And the people most likely to benefit from the health insurance exchanges and subsidies are often least likely to be aware of them.

The survey was conducted between July and September, and released just one day before the exchanges launched.

Only 32 percent of people without health coverage during the past year are aware of the exchanges, compared to 43 percent of the insured.  Thirty-one percent of people without coverage during the year are aware of the subsidies that are available, compared to 43 percent of those insured all year.

Just under one-third (32 percent) of adults with incomes under 250 percent of the federal poverty level ($28,725 for an individual and $58,875 for a family) are aware of the subsidies, compared to 47 percent of those with higher incomes.

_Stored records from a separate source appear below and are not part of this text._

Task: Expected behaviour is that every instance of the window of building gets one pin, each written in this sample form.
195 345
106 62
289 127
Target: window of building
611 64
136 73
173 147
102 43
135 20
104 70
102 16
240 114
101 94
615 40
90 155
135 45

But the good news, Commonwealth researchers said, is that once people are made aware of the exchanges, 61 percent said they are “very” or “somewhat likely” to shop for coverage through them. That number, though, falls for young adults and adults with no health problems.

Commonwealth’s survey is nothing new, as confusion has plagued PPACA since its passage. But it’s worrisome as Tuesday’s exchange launch marked a big milestone for the law.

Meanwhile, other recent polls don't bode well for the law.

Kaiser Family Foundation and NBC found that just over half are worried about the health care law, with most concerned they would pay higher health care costs as a result of the law’s main provisions.

A CNN/ORC International survey released Tuesday found that fewer than just one in five Americans say their families will be benefit from PPACA.